Au moins 100 membres des forces de sécurité afghanes ont été tués dans les combats les opposant depuis jeudi soir aux talibans pour le contrôle de la ville de Ghazni, à l'est de l'Afghanistan, a déclaré lundi le ministre de la Défense Tariq Shah Bahrami. "Environ 100 membres des forces de sécurité ont perdu la vie, ainsi que de 20 à 30 civils", a-t-il déclaré lors d'un point presse à Kaboul. Dans le principal hôpital de la ville, les médicaments se raréfient à mesure que les blessés arrivent. Les cadavres s'amoncellent dans cet établissement "débordé", a fait savoir la Croix-Rouge.

Assaut des talibans. Côté taliban, "194 combattants ennemis dont 12 de leurs commandants principaux ont également été tués; 147 ont été blessés", a-t-il ajouté. Neuf raids aériens ont été menés au cours de la seule journée de lundi, coûtant la vie à environ 95 talibans, a affirmé le ministre. Le gouvernement avait auparavant annoncé l'envoi de renforts à Ghazni, prise d'assaut jeudi soir par les talibans et qui se trouve sur l'axe majeur Kaboul-Kandahar reliant la capitale aux provinces du Sud, en grande partie sous contrôle des talibans

Des renforts envoyés. Le gouvernement afghan affirme garder le contrôle des principaux bâtiments publics de Ghazni, située à environ deux heures de Kaboul.
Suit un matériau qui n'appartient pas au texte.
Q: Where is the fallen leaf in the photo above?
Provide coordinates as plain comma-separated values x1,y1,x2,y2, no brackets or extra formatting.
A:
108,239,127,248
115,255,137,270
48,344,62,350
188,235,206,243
Mais des habitants ont décrit des talibans déambulant dans les rues et ordonnant à la population de les ravitailler. Dimanche soir, les talibans faisaient du porte-à-porte, exigeant de l'eau, du thé ou encore des brouettes pour transporter leurs blessés, a constaté un correspondant de l'AFP dans la ville. Le président Ashraf Ghani a "décidé d'envoyer plus de renforts (...) aussi vite que possible", a déclaré son porte-parole Mohammad Haroon Chakhansuri après une réunion dimanche soir dans le palais présidentiel. Les réseaux de télécommunication sont pour la plupart coupés, rendant les informations difficiles à vérifier.